Son como losetas o ladrillos encargadas de taponar las roturas que pueda haber en los vasos sanguíneos y por las cuales se escaparía la sangre. Son imprescindibles para que se lleve a cabo el proceso completo de la coagulación y evitar con ello que nos desangremos cuando sufrimos heridas.

¿Qué es la anemia?

Hablar de anemia requiere tener bien claro qué es la sangre. Es un tejido más del cuerpo humano, que se encuentra en estado líquido precisamente por la importantísima función que tiene de servir de vía de comunicación y de transporte de todas las sustancias necesarias para mantener abastecidos y en correcto funcionamiento todos nuestros órganos.

Las células que componen nuestra sangre son básicamente:

Todas estas células nacen en la médula ósea, que es el gran órgano productor de células sanguíneas y que se encuentra dentro de los huesos del tronco en un adulto sano. Estas células tienen una vida limitada, por lo que existe una continua renovación de las mismas por el organismo y es preciso que se produzcan diariamente cientos de miles para que no surjan la anemia, la leucopenia (déficit de glóbulos blancos), o la trombocitopenia (déficit de plaquetas).

Se produce anemia cuando los glóbulos rojos de nuestro organismo son escasos o se fabrican mal, y resultan, por tanto, defectuosos para realizar su función de transporte del oxígeno a todos los tejidos.

¿Qué es la anemia por déficit de ácido fólico?

La anemia puede surgir debido a numerosas causas, pero una gran parte de todas las anemias se produce por la falta de algún elemento esencial para la formación de los hematíes, como son el hierro, o ciertas vitaminas como la vitamina B12 y el ácido fólico.

Las vitaminas en general son elementos indispensables para que se lleven a cabo en el organismo multitud de procesos metabólicos básicos que dan como resultado la obtención de energía o la síntesis de proteínas y/o ácidos nucleicos (ADN y ARN de las células).

El ácido fólico es una vitamina con un papel clave en la síntesis de ADN (material del núcleo celular que contiene los genes). Cuando existe una carencia seria de esta vitamina, se deteriora la capacidad de síntesis de ADN de las células de nuestro organismo, capacidad que en principio es esencial para que exista multiplicación celular. Así pues, la carencia de vitamina conlleva una ralentización de la producción de células tanto más acusada cuanto más proliferación celular exista en el tejido del que se trate. Tejidos con gran proliferación son la médula ósea en donde se están formando continuamente los glóbulos rojos, los leucocitos y las plaquetas, y otros como la piel y las mucosas.
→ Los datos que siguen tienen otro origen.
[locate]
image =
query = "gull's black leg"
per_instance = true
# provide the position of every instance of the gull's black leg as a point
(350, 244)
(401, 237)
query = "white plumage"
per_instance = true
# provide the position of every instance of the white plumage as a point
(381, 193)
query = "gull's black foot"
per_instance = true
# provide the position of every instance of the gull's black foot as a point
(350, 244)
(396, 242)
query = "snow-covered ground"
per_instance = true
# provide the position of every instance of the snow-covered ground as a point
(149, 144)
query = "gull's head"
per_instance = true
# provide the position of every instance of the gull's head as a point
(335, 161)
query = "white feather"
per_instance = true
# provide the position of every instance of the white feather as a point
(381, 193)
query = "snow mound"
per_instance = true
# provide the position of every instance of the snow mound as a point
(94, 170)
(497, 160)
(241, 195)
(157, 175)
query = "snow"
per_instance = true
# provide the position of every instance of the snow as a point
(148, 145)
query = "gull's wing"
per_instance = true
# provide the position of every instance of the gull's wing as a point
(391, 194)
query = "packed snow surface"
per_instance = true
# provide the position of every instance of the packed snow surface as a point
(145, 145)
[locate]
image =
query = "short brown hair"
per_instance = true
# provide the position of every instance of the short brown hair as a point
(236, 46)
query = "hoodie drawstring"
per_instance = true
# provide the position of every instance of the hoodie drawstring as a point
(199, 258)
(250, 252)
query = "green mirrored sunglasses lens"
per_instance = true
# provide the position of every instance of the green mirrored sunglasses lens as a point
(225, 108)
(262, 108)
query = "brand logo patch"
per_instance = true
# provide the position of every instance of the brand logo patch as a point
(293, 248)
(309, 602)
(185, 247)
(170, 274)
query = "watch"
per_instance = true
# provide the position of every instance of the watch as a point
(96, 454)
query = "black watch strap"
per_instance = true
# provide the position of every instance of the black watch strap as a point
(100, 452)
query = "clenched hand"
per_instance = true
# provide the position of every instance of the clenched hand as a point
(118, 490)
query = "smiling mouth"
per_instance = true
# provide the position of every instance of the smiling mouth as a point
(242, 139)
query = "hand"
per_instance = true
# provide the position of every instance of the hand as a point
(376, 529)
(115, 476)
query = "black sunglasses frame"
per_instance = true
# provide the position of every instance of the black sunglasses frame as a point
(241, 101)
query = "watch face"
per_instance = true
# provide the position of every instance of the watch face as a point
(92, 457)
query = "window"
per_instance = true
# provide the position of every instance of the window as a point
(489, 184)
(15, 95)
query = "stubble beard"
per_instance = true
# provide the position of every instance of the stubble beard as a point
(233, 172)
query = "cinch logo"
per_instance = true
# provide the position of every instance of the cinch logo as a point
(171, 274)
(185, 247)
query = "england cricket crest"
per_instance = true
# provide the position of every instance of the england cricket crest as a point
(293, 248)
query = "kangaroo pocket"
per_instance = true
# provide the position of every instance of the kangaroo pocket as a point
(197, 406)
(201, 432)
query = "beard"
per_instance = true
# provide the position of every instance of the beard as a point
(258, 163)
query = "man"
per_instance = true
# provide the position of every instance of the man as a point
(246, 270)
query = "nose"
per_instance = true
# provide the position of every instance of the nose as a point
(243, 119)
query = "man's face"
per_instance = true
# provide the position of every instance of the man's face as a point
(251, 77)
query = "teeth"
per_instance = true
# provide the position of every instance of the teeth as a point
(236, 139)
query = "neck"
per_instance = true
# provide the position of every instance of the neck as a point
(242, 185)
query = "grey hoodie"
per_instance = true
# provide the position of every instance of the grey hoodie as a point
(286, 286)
El déficit de ácido fólico acarrea por tanto anemia (escasez de glóbulos rojos), y en ocasiones leucopenia (escasez de glóbulos blancos) y trombocitopenia (déficit de plaquetas).
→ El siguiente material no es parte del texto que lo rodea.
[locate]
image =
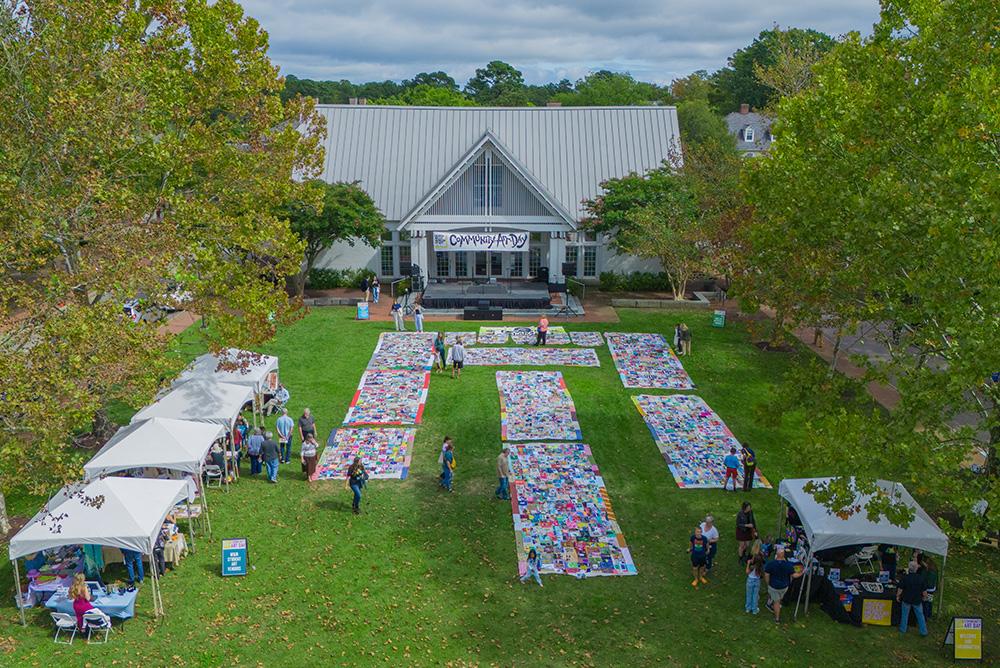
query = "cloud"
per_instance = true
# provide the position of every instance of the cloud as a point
(546, 39)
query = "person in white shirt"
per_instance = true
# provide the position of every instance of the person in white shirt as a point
(711, 532)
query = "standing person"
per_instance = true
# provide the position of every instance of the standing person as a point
(357, 479)
(778, 574)
(272, 457)
(755, 571)
(711, 534)
(911, 594)
(284, 425)
(685, 339)
(308, 456)
(543, 331)
(749, 467)
(254, 443)
(457, 359)
(732, 464)
(503, 473)
(133, 564)
(397, 316)
(746, 530)
(447, 467)
(698, 551)
(439, 352)
(307, 424)
(534, 568)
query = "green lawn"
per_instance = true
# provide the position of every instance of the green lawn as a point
(427, 578)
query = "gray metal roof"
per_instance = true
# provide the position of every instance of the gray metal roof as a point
(399, 154)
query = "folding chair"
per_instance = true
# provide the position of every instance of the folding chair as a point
(862, 558)
(64, 622)
(95, 620)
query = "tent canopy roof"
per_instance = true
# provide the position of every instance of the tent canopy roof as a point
(200, 400)
(130, 513)
(826, 530)
(180, 445)
(254, 374)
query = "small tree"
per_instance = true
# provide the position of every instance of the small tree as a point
(340, 212)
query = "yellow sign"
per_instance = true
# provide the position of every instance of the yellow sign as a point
(968, 638)
(877, 611)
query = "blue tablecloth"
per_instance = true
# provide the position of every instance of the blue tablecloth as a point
(117, 606)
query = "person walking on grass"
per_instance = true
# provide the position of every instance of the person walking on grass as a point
(503, 473)
(284, 426)
(534, 568)
(308, 456)
(357, 480)
(542, 332)
(397, 316)
(699, 552)
(749, 458)
(711, 534)
(439, 353)
(755, 571)
(457, 359)
(911, 594)
(732, 464)
(272, 457)
(447, 466)
(778, 574)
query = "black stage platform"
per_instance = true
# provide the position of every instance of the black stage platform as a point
(518, 295)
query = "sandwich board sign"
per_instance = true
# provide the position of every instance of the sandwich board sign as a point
(234, 556)
(966, 635)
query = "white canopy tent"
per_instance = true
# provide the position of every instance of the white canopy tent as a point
(201, 400)
(178, 445)
(826, 530)
(118, 512)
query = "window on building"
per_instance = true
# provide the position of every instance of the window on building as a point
(387, 269)
(534, 260)
(517, 265)
(590, 261)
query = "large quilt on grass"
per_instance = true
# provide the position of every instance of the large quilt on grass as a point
(562, 509)
(646, 361)
(404, 350)
(389, 397)
(386, 453)
(540, 356)
(692, 438)
(536, 406)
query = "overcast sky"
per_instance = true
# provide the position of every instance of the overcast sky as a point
(655, 40)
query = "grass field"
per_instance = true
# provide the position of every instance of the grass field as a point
(428, 578)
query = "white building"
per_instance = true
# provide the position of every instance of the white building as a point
(490, 170)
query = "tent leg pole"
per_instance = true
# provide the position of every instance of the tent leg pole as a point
(20, 599)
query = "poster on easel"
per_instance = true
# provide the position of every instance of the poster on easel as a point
(966, 636)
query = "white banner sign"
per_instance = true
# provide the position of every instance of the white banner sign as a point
(462, 241)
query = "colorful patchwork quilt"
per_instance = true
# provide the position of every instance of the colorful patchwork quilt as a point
(645, 360)
(389, 396)
(404, 350)
(692, 438)
(561, 508)
(540, 356)
(385, 452)
(590, 339)
(536, 406)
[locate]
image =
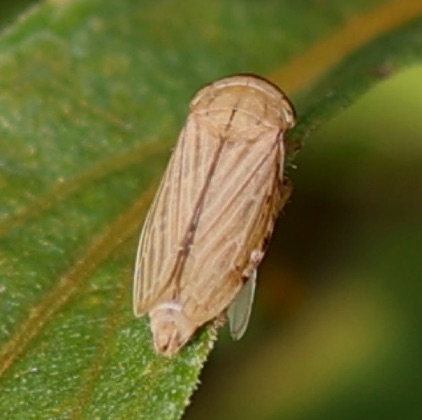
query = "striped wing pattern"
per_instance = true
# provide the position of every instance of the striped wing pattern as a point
(216, 203)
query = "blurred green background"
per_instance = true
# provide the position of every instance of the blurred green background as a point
(335, 332)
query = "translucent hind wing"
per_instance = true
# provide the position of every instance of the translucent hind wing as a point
(239, 311)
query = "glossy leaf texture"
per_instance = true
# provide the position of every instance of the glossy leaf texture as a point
(92, 97)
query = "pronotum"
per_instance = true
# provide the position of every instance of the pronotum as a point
(209, 225)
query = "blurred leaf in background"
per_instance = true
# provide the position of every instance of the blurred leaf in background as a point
(338, 328)
(92, 97)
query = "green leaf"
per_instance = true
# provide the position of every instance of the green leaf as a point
(92, 97)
También pueden darse lesiones en la piel y las mucosas en general.

¿Cuáles son las causas principales del déficit de ácido fólico?

El ácido fólico se encuentra principalmente en las frutas y las verduras. La absorción de la vitamina se realiza en los primeros tramos del intestino delgado. La vitamina C facilita una mejor absorción del ácido fólico, pero existen otras sustancias que hacen precisamente lo contrario (entorpecer su absorción), como el alcohol.

El ácido fólico, tras la absorción, pasa a la sangre y se va distribuyendo por todos los tejidos en donde irá siendo almacenado para su uso posterior. Las reservas de ácido fólico de nuestro organismo son limitadas. Cuando existe alguna causa que provoque un déficit de ácido fólico, las reservas de esta vitamina no suelen dar para más allá de tres meses.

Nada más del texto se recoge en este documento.